I needed some pixel art for a different project, so I made 8BitSmith, a simple pixel art & sprite generator.

I'm expecting it is pretty niche, but animations tend to be very time consuming for people like me, and getting quick sprites that I can drop into a platform is a big time saver.

The project was 90% vibe-coded and I documented the tech stack here: https://www.8bitsmith.com/tech-stack

Version467yesterday at 6:52 PM

I'm working on Increader, an incremental reading platform.

You put in all your bookmarks (also pdfs or epubs) and it puts them in a queue and tracks your progress. Read for as long as you want to and if you get bored with an article you just move on to the next one. Supports highlights and annotations as well as creating spaced repetition cards out of those annotations.

Really reduces the friction for me to start reading and it has made a noticeable difference to my media consumption throughout last year.

Started out as an exploration into the incremental reading concept, but it's become my primary interface for reading and I use it every day.

I haven't really talked about this to anyone yet, but it's getting to a point where it's polished enough for others to use.

It's currently completely free and you can try it without entering your email.

https://www.increader.com/

quanyesterday at 8:15 PM

I’m working on a proxy MCP server that lazy loads tools to save tokens https://github.com/mquan/nimble. It includes a dashboard for connecting and configuring MCP servers.

jumskiyesterday at 7:19 PM

I'm building a Postgres-native workflow engine using pgmq for queues and TypeScript worker. Workflows compile to definitions (SQL rows), letting Postgres orchestrate the DAG as state machines. The TypeScript DSL is type-safe with inferred inputs/outputs across dependencies with full autocomplete.

Declarative and functional in nature. Just a manifest wiring functions into a DAG and a Postgres SQL functions that manage the graph of state machines. Simple in principle and very opinionated.

Replaces 240 lines of manual pg_cron -> pgmq -> Supabase Edge Function boilerplate with 20 lines of explicit DAG definitions.
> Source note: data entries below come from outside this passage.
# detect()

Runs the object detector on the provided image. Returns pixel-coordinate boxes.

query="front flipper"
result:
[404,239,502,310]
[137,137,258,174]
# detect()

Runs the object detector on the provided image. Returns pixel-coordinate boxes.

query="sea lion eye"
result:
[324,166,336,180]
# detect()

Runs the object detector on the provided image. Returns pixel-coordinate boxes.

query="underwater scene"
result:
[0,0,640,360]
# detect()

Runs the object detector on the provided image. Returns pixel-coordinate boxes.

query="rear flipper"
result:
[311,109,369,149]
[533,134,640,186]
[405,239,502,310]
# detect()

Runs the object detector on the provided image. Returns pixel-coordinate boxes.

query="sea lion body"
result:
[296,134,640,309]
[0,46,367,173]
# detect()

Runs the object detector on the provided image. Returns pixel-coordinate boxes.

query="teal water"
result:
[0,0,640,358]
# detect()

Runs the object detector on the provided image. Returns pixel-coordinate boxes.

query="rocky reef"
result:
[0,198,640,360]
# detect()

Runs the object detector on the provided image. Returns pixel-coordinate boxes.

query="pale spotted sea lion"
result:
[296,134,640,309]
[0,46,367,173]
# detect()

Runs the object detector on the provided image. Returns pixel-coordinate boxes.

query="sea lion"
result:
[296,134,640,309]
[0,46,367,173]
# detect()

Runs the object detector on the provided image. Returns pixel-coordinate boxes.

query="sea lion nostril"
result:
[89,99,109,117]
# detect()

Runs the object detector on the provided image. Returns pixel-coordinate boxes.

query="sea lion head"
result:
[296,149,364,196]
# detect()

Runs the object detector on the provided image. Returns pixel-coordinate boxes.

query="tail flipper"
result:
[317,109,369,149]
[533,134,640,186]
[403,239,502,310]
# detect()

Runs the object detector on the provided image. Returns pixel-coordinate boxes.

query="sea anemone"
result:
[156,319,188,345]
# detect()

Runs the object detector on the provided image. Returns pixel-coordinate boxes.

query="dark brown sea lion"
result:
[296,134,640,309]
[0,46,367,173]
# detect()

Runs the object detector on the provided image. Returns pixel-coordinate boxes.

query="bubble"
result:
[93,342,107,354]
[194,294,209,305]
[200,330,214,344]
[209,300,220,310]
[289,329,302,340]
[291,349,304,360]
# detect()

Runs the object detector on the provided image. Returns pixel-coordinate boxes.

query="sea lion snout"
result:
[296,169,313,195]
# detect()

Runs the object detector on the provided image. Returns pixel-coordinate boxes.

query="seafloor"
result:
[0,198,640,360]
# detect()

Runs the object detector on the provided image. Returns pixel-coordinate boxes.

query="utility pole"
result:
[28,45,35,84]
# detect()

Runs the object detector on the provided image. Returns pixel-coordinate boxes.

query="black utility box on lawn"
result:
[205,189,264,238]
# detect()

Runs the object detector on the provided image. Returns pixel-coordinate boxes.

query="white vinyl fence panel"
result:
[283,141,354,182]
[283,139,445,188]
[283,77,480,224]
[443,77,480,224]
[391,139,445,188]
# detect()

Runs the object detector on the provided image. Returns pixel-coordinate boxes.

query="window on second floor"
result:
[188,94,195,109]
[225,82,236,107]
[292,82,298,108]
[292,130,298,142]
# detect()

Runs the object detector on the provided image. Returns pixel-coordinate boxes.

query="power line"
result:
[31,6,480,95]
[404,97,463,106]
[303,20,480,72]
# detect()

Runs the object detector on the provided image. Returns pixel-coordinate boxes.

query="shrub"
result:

Currently Supabase-only (leverages their primitives) but planning to make it agnostic for vanilla Postgres setups.

Live demo / explanation here: https://demo.pgflow.dev

ebcodeyesterday at 10:30 PM

SourceMinder: A “code index” tool that finds symbols in a codebase and creates a single table sqlite database for the index. It uses tree-sitter to parse the AST and add the symbols and what they are (function, class, argument, etc) to the db. I currently have it working with TypeScript, C, Go and PHP. I’m working on adding Perl next, after someone requested it here on HN.

https://github.com/ebcode/SourceMinder

bochohyesterday at 7:46 PM

Gymlocity (https://gymlocity.com) - All-in-one gym management platform for small gym owners.
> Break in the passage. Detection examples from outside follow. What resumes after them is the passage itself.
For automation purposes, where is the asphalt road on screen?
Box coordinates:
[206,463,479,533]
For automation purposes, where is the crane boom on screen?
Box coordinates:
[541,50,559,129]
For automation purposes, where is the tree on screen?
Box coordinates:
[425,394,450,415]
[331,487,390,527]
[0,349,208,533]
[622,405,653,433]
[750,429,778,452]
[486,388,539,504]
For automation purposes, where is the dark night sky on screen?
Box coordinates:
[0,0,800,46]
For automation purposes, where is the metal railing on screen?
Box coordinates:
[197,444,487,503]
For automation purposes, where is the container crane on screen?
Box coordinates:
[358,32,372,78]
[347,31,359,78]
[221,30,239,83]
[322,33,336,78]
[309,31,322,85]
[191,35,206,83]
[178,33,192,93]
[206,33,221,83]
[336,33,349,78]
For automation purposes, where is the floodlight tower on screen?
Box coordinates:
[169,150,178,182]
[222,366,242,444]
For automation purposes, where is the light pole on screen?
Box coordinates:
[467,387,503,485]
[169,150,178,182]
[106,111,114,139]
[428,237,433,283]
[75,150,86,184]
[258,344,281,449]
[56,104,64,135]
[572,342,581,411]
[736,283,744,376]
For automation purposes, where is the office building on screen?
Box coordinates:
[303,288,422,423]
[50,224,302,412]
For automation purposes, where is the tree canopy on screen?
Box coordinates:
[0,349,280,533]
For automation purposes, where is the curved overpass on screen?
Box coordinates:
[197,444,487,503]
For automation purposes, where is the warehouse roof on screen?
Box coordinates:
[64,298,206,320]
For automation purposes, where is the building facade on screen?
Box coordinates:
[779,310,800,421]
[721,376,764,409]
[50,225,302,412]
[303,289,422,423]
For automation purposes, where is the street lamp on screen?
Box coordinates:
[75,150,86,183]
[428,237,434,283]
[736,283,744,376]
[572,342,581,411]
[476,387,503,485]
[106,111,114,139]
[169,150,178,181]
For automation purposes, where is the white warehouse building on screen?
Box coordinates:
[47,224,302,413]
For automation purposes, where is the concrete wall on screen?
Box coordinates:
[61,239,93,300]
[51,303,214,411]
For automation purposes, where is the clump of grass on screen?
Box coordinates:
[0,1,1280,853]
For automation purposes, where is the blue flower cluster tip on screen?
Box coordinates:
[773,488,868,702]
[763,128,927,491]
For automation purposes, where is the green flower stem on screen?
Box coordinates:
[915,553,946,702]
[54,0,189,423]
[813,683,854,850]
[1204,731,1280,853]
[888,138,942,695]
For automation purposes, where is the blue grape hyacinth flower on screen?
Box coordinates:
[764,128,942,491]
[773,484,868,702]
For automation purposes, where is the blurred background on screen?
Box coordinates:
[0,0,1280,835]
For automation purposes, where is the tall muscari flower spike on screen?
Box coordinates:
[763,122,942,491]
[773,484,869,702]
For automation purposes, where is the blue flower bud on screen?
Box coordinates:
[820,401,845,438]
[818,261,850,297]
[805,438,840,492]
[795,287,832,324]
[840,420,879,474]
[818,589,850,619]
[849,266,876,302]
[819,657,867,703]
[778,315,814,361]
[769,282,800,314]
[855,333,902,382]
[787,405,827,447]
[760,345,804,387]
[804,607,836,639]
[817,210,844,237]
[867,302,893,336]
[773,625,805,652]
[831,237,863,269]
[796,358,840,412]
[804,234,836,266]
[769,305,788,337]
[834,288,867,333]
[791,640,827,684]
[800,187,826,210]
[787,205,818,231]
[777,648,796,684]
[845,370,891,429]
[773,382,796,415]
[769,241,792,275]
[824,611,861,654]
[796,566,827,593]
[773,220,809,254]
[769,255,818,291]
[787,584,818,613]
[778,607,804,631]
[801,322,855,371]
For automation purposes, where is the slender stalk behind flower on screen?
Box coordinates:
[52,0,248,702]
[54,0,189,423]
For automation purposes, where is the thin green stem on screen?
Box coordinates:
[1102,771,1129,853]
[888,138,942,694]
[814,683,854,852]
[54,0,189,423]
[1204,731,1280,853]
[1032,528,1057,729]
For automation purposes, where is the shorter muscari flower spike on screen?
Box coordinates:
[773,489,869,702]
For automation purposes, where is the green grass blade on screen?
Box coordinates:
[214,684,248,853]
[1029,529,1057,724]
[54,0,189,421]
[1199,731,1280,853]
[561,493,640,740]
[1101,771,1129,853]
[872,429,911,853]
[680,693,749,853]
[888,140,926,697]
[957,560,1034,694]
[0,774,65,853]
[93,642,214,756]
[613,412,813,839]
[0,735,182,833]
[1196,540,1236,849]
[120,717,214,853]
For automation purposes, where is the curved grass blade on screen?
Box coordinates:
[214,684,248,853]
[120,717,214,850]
Building this for personal trainers with home gyms and small 1-2 location owner-operated facilities. The big players (Mindbody, etc.) are overkill and expensive for this market.
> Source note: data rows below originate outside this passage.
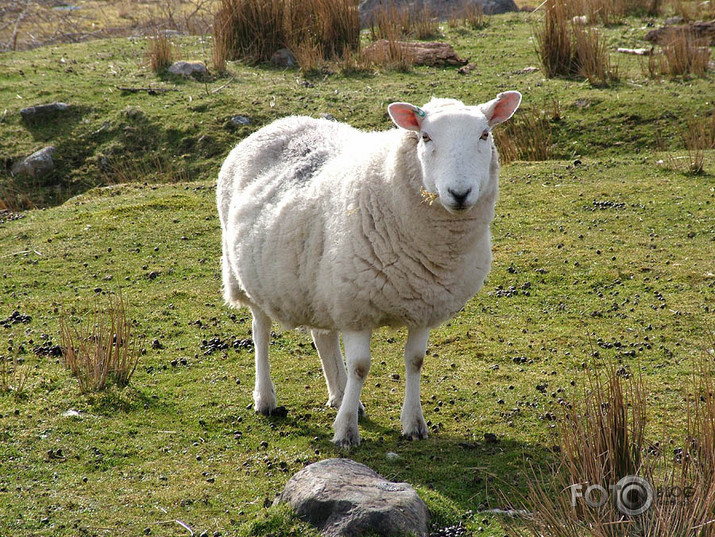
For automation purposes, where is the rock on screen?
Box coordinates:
[12,145,55,179]
[664,15,685,26]
[645,20,715,46]
[169,60,209,78]
[20,103,70,121]
[364,39,469,67]
[230,116,251,127]
[271,48,298,67]
[276,459,429,537]
[358,0,519,28]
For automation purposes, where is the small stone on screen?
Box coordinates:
[20,103,69,121]
[12,146,55,179]
[271,48,298,67]
[231,116,251,127]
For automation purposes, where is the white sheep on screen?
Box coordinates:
[217,91,521,447]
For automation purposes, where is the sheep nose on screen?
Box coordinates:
[447,188,472,207]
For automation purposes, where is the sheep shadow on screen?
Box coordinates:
[265,406,554,520]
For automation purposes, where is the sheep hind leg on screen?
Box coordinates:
[400,328,429,440]
[311,330,365,417]
[251,307,276,416]
[333,330,372,448]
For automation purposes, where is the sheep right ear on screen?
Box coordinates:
[387,103,425,132]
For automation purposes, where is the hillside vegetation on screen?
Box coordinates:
[0,5,715,536]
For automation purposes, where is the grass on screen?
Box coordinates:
[59,295,139,393]
[0,5,715,537]
[0,156,714,535]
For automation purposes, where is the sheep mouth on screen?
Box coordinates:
[440,199,475,215]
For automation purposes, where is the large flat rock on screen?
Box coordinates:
[276,459,429,537]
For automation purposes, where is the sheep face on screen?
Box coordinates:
[388,91,521,214]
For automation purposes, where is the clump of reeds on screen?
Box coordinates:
[213,0,360,65]
[534,0,618,86]
[148,32,174,73]
[494,104,559,163]
[506,346,715,537]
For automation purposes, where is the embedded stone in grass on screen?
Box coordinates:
[275,459,429,537]
[12,145,55,179]
[169,61,209,78]
[20,103,70,121]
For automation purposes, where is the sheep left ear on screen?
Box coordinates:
[387,103,425,132]
[481,91,521,127]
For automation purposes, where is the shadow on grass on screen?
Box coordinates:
[258,406,553,528]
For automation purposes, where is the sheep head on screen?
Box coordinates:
[387,91,521,214]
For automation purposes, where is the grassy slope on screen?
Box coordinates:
[0,10,715,535]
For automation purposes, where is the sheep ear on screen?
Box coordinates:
[387,103,425,132]
[481,91,521,127]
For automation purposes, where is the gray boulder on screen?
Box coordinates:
[271,48,298,67]
[169,60,209,78]
[358,0,519,28]
[20,103,69,121]
[276,459,429,537]
[12,146,55,179]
Core features: class scheduling, member booking, Stripe payments, and workout programming (the part most gym software ignores - trainers still use spreadsheets or generic apps).

Stack: React 19 + Vite frontend, ASP.NET Core 10 API, PostgreSQL, multi-tenant architecture so each gym gets their own branded experience.

Currently polishing the member dashboard and workout tracking UI. The goal is something a solo trainer can set up in an afternoon without needing to call sales or sit through demos.

buchanaeyesterday at 9:37 PM

I'm working on two projects:

https://helmtk.dev is a toolkit for helm chart maintainers, including a structured template language than can compile into helm templates, and a test suite tool for writing tests in javascript. Super handy I think.

https://blog.atlas9.design is about building a better software experience by solving more of the common stuff from the start: IAM, builds, API design, etc. I'm currently designing and building a Go-based framework to start.

threefiftyone96today at 1:31 AM

Recently have been focusing on a personal assistant type of thing.

I've been building it with the agent sdk and any time I want an additional skill, I create it

Examples: parse this pdf containing my credit card bill and add all transactions

Given it has a db, I've been using it to save notes, ideas etc.

Been fun

davidweatherallyesterday at 8:07 PM

https://replays.lol/clipper - A spin off from my main startup's product that lets Twitch streamers review their viewers' league of legend clips. Zero friction as we handle the recording of clips ourselves using bots that load up people's previous games using the League of Legends game client. Went live with my first medium-size streamer yesterday, excited to see how this goes!

Similar to Cameo but hyper specialised for league of legend streamers, if this shows some traction we'll expand to other games, and then to other industries (think a tennis star reviews one of your tennis points, beats out a generic happy birthday message?)

JaviLopezGyesterday at 10:21 PM

Today I built Octocat juggler. It's a GitHub badge that shows in how many repos are you working. By default it links to some stats.

Example: https://github.com/JaviLopezG Url: https://octocat.yups.me/ Repo: https://github.com/JaviLopezG/octocat

mohsen1yesterday at 10:07 PM

Mafia Arena -- Benchmarking LLMs for EQ

https://mafia-arena.com

The only problem I have is that it's so effing expensive to run those games that I can't have a good number of games to claim to be any sort of legit benchmark. BUT so far the games that I paid out of pocket and ran are looking good and I think there is merit to this.

also had lots of fun building on top of Cloud Flare and solving some distributed systems problems while building this.

if you can help me run more games (for science!!) let me know!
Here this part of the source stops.